Attention Implementation Guide

This document describes the attention implementation architecture in TeleFuser, including configuration, calling flow, pipeline support status, and installation guides for different attention backends.

Overview

TeleFuser provides a unified attention configuration interface that supports both dense and sparse attention implementations. The architecture consists of:

  • Configuration Layer: AttentionConfig, SparseAttentionConfig, AttnImplType
  • Runtime State: SparseAttentionState for sparse attention
  • Implementation Layer: attention() function with multiple backends

Configuration Classes

AttnImplType

Enum defining all available attention implementations:

class AttnImplType(Enum):
    # Dense attention
    TORCH_SDPA = auto()
    TORCH_CUDNN = auto()
    FLASH_ATTN_2 = auto()
    FLASH_ATTN_3 = auto()
    FLASH_ATTN_4 = auto()  # For Hopper (SM90) and Blackwell (SM100+) GPUs
    SAGE_ATTN_2_8_8 = auto()
    SAGE_ATTN_2_8_16 = auto()
    SAGE_ATTN_2_8_8_SM90 = auto()
    SPARGE_ATTN = auto()
    # Sparse attention
    RADIAL_ATTN = auto()
    LOCAL_SPARSE_ATTN = auto()

AttentionConfig

Unified configuration for all attention types:

@dataclass
class AttentionConfig:
    attn_impl: AttnImplType = AttnImplType.TORCH_SDPA
    sparse_config: SparseAttentionConfig | None = None
    scale: float | None = None
    dropout: float = 0.0
    is_causal: bool = False

Factory methods: - AttentionConfig.dense_attention(attn_impl) - Create dense attention config - AttentionConfig.radial_attention(**kwargs) - Create radial sparse attention config - AttentionConfig.local_sparse_attention(**kwargs) - Create local sparse attention config

SparseAttentionConfig

Configuration for sparse attention:

@dataclass
class SparseAttentionConfig:
    sparse_impl: str | None = None           # "radial", "local", etc.
    dense_timesteps: int = 40               # Use dense attention for initial timesteps
    dense_layers: int = 0                   # Use dense attention for initial layers
    decay_factor: float = 1.0               # Decay factor for attention window
    local_window_size: int = 6              # Window size for local sparse attention
    block_size: int = 128                   # Block size for sparse computation
    use_sage_attention: bool = False        # Use sage attention backend

Calling Flow

1. Configuration

from telefuser.core.config import AttentionConfig, AttnImplType

# Dense attention
config = AttentionConfig.dense_attention(AttnImplType.FLASH_ATTN_2)

# Radial sparse attention
config = AttentionConfig.radial_attention(
    dense_timesteps=40,
    dense_layers=0,
    decay_factor=1.0,
)

2. Pipeline Configuration

from telefuser.pipelines.wan_video.wan21_video import Wan21VideoPipelineConfig

pipe_config = Wan21VideoPipelineConfig()
pipe_config.dit_config.attention_config = config

3. Model Initialization

The ModelRuntimeConfig contains attention_config:

from telefuser.core.config import ModelRuntimeConfig

runtime_config = ModelRuntimeConfig()
runtime_config.attention_config = config  # Default: TORCH_SDPA dense

4. Model Setup

Pipeline stages pass config to models:

# In SingleDitDenoisingStage.__init__
self.dit.set_attention_config(model_runtime_config.attention_config)

5. Attention Execution

Models call attention() with the config:

from telefuser.ops.attention import attention

output = attention(
    q, k, v,
    attention_config=self.attention_config,
    sparse_state=sparse_state,  # Required for sparse attention
    input_layout="BSND",
    output_layout="BSND",
)

6. Sparse Attention State (for sparse only)

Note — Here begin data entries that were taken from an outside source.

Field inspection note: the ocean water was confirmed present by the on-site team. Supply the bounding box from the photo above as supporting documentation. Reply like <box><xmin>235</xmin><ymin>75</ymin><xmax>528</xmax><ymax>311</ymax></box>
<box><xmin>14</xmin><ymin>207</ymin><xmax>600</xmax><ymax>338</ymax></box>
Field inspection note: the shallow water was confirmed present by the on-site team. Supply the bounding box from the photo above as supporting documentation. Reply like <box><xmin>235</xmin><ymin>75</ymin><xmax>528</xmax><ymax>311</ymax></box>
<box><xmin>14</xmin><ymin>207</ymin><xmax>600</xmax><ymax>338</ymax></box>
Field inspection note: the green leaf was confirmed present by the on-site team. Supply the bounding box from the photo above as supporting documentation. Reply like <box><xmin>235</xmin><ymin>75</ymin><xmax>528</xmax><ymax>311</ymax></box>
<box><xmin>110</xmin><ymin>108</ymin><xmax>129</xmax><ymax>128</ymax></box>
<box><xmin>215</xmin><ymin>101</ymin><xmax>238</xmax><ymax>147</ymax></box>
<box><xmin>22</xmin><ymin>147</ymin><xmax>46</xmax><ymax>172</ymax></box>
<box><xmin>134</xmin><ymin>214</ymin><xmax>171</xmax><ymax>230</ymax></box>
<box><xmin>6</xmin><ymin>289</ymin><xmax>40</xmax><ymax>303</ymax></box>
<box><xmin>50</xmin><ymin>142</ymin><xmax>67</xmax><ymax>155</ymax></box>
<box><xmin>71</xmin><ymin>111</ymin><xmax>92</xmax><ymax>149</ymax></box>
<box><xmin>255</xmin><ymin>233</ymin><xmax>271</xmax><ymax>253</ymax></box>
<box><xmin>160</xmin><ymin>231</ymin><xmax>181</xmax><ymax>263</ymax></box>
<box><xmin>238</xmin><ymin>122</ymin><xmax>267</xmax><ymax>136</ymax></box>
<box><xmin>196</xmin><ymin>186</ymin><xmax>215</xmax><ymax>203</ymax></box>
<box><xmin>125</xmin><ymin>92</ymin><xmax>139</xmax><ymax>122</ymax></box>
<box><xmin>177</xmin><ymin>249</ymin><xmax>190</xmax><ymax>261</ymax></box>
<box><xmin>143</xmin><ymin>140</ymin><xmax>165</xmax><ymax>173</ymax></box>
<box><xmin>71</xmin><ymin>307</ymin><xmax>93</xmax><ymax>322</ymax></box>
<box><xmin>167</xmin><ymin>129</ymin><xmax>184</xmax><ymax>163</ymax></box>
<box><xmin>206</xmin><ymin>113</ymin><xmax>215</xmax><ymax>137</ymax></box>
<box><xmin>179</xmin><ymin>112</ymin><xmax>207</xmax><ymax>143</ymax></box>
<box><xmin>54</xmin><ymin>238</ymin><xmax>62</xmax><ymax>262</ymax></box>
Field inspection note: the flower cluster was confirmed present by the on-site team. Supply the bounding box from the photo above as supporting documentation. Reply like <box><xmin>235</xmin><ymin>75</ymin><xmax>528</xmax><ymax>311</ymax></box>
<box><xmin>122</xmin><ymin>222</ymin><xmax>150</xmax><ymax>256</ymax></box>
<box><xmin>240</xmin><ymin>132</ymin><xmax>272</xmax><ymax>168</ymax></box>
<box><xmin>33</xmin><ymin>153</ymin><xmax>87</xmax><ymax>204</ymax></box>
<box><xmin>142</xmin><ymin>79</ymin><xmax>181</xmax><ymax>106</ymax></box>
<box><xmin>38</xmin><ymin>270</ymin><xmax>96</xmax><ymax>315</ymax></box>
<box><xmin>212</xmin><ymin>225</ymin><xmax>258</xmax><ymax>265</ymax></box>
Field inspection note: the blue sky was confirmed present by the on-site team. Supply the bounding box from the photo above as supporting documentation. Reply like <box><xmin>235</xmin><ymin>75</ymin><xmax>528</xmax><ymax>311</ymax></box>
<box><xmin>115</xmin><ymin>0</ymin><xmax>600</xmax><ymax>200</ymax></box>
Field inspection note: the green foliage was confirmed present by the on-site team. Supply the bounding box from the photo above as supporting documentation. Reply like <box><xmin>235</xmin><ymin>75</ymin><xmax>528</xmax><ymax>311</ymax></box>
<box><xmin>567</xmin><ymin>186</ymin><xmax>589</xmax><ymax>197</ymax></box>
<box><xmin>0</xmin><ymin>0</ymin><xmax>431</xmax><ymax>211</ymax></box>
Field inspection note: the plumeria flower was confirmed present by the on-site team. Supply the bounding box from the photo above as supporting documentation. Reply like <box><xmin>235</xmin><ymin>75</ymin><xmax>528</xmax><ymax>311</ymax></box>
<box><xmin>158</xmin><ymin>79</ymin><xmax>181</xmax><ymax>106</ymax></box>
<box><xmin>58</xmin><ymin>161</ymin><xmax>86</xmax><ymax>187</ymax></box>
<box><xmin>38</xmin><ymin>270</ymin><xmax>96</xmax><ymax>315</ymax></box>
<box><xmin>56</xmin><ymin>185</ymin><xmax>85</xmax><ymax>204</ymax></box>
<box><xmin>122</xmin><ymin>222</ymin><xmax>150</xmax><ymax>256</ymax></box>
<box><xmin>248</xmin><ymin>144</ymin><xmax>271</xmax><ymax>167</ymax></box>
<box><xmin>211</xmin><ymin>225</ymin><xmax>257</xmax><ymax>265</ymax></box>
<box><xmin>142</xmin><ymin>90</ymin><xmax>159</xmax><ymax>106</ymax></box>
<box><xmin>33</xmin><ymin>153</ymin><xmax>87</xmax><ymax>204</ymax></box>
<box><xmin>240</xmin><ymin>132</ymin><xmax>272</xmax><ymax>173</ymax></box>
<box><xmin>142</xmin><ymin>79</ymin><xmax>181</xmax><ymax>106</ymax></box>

For sparse attention, runtime state tracks current step/layer:

from telefuser.ops.attention import MaskMap, SparseAttentionState

# Create state
sparse_config = config.sparse_config
mask_map = MaskMap(video_token_num=3840, num_frame=16)
sparse_state = SparseAttentionState(sparse_config, mask_map, model_type="wan")

# Update per step
sparse_state.update(numeral_timestep=20, layer_idx=5)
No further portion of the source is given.